Gene Roddenberry defends the original Star Trek pilot.
In other words, am wide open to criticism and suggestions but not from those who think answers lie in things like giving somewhat aboard a dog, or adding a cute eleven-year-old boy to the crew.
No cute eleven-year-old boy? I wonder what changed his mind for TNG?
Which reminded me, I guess I should confess that I once tried to kill Wesley Crusher. Technically I have already confessed but did not deliver an allocution, so perhaps it’s time to do so.
First of all, let me say that this was nothing personal against Wil Wheaton. This was business. There were a lot of us who couldn’t stand the character of Wesley, especially at first. So when the opportunity arose, I tried to have him whacked. Here’s how that went down.
My friend Naren had done an internship with the show and was subsequently offered an opportunity to write a free-lance script as the next step of a vetting process to see if he was potential staff material (they apparently had a policy of not hiring interns directly).

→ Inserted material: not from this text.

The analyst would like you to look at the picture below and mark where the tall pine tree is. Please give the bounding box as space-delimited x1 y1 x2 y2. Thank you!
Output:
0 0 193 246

Naren had the beginnings of the framework of the story that would become The First Duty when he and I and the remainder of out trio, Gil, were all back home for Christmas vacation. Gil and I were still in grad school, studying physics. So one night after going out to see a movie we ended up at my parents’ house and Naren explained where he was in the script and let us pitch some ideas. As soon as he mentioned that it was to have Wesley in it (Wil Weaton had left the full-time cast to go to college, so Wesley went to Starfleet Academy) we both said, “Kill him! Oh, please, kill him.” Well, that wasn’t going to fly — a writer, especially a free-lance writer wanting to get a job, isn’t going to get anywhere killing off a recurring cast member, so we had to settle for Wesley being injured; as it ended up he had burns and a broken arm from his accident. So, yay us. Someone from Starfleet does die, which is why there is an inquest as part of the story.

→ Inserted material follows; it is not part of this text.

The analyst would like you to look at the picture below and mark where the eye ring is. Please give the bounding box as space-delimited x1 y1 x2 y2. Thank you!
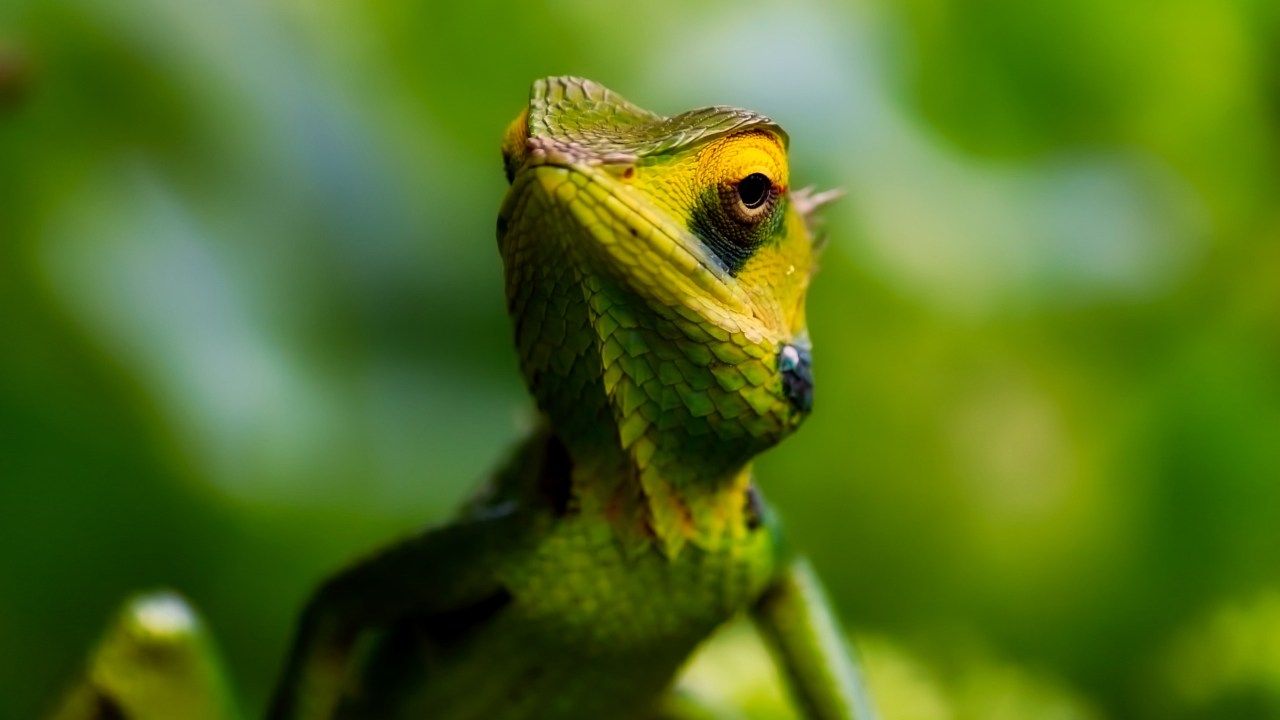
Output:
721 173 782 225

Since our coup failed, the rest of the discussion that night revolved around some holes that had yet to be filled, which included the exact reason that Wesley was in trouble. I suggested that he be in a flight accident, as some sort of Blue-Angels-like (or Thunderbirds, I guess, but I was in the Navy so it’s the Blue Angels) flight team, doing close-order tricks, and the maneuver was something they shouldn’t have been doing. Teenagers (or early twentysomethings) feeling immortal and taking risks — that’s not going to require suspension of disbelief. I dubbed the maneuver the Andorian Clusterfuck, which was the first thing that popped into my head, even though I knew that name would never make it into as real script (it ended up as the Kolvoord Starburst). Gil was studying plasma physics at the time and suggested that the maneuver involve igniting a plasma to take the place of the smoke trails that the planes use. That suggestion proved to be important to the plot, since it gave a vital clue that tells Picard what naughty business the flight team was up to.

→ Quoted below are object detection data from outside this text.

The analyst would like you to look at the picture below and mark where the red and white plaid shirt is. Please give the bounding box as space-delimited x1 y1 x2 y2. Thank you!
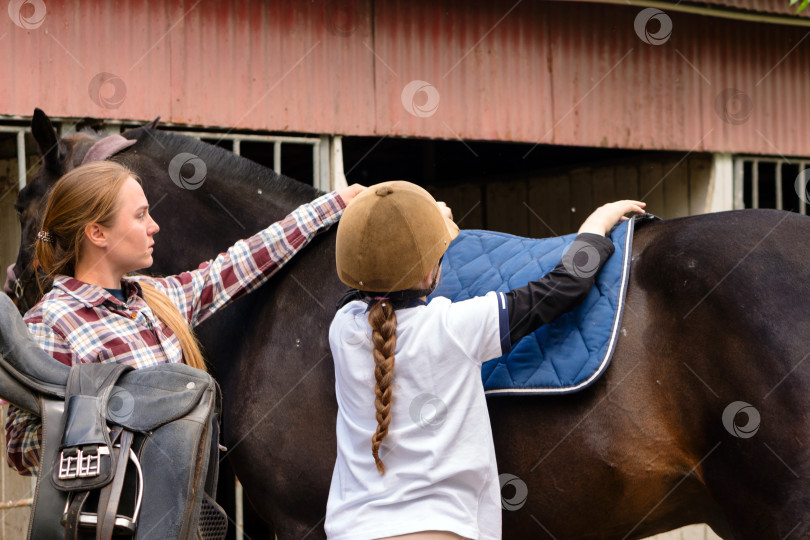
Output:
6 193 345 475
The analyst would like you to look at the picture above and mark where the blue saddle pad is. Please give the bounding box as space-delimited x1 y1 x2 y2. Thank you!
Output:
431 216 651 395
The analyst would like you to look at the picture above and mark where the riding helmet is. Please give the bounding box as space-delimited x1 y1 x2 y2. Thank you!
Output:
335 180 458 292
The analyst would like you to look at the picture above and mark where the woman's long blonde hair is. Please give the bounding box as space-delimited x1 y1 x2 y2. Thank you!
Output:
36 161 205 370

Since Gil and I were both complaining about our statistical mechanics classes, Naren’s shout-out to us was to mention how the deceased cadet (Josh) had helped Wesley with his stat-mech. Working our names into a story never happened (“Tom” and “Gil” being too mundane for the future).
So that was my involvement in that script. Overall pretty minor — nothing like wrestling with the problem of a homosexual nymphomaniac drug-addict involved in the ritual murder of a well known Scottish footballer or anything, but an important detail in a story that ended up being a pretty decent episode (it made at least one top-ten list). One little slice of ghostwriting fame.